Visual Fusion And Realtime Gaussian Splatting Study

Thesis

Mimir’s visual side should not become a CPU image processing application. The camera rig exists to produce time-indexed visual evidence that Fensalir can fuse on GPU into a live volumetric program surface.

The direct-driver work matters because sensor fusion is brutally sensitive to:

  • timestamp error;
  • rolling/shutter latency;
  • frame drops;
  • calibration drift;
  • duplicated CPU copies;
  • inconsistent exposure/format state.

Current Sensor Roles

  • Leap stereo IR: near-field timing/depth/tracking candidate.
  • PS3 Eyes: high-rate feature/tracking witnesses.
  • Kiyo: stable RGB context.
  • Kiyo Pro: intended RGB ground truth, currently high-speed/cadence limited.
  • Raven-side devices: remote evidence producers, not local compute authority.

Evidence Layers

Raw Frame

Minimum:

  • source id;
  • device/arrival timestamp;
  • dimensions/format/stride;
  • native handle or byte span.

Feature Frame

Possible GPU outputs:

  • corners/keypoints;
  • descriptors;
  • optical flow;
  • silhouettes/masks;
  • depth/disparity hints;
  • confidence per feature.

Scene Claims

Rolling reservoir views:

  • scene rays;
  • surface claims;
  • material claims;
  • render packets.

Program Surface

Fensalir output:

  • Gaussian splat/point cloud render;
  • avatar/AR overlay;
  • Spout2 program video.

Realtime Gaussian Splatting Relevance

Gaussian splatting is attractive because it represents scenes as many local anisotropic primitives that can be rasterized quickly.

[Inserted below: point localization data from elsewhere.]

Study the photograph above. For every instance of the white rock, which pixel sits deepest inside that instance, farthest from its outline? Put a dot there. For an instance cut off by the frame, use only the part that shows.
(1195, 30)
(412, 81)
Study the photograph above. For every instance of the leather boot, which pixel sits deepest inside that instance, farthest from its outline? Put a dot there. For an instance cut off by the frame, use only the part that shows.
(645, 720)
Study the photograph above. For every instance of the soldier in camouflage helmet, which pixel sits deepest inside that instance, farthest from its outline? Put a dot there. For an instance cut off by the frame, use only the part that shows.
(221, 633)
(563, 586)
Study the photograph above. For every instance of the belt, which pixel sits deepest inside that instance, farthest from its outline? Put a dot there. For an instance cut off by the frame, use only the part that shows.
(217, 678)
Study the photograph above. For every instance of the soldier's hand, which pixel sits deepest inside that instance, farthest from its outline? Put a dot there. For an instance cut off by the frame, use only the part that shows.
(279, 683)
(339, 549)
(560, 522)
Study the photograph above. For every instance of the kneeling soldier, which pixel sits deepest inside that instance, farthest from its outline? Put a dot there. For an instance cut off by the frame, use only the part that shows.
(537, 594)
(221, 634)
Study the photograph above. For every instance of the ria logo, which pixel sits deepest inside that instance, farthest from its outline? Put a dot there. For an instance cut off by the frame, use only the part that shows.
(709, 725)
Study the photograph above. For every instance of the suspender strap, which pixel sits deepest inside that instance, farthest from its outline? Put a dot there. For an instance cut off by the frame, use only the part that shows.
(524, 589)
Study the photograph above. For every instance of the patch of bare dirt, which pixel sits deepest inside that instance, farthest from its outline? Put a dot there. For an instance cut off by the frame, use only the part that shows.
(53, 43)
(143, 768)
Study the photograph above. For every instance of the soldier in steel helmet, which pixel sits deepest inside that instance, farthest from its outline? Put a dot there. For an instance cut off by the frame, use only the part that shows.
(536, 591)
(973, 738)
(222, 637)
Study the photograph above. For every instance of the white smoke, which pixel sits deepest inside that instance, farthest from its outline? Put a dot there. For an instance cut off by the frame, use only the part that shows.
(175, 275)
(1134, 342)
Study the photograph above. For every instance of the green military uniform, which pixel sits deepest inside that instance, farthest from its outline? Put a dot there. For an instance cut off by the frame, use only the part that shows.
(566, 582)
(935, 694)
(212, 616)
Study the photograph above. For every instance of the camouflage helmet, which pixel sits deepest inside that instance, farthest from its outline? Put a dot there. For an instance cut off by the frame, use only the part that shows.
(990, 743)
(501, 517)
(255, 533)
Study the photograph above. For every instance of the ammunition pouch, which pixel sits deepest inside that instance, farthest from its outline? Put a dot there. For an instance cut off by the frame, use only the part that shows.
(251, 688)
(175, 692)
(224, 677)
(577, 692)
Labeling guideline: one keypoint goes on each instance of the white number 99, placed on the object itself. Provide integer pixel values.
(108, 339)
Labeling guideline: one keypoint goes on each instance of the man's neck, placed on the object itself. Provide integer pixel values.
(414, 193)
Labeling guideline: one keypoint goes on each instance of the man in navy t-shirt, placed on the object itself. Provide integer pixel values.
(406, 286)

For Mimir, the hard part is not rendering a static splat set. The hard part is maintaining a dynamic time-indexed splat field from live unsynchronized cameras.

Mimir needs:

  • synchronized observations;
  • camera calibration;
  • dynamic object handling;
  • confidence and decay;
  • GPU-resident update path;
  • output that can be inspected/debugged live.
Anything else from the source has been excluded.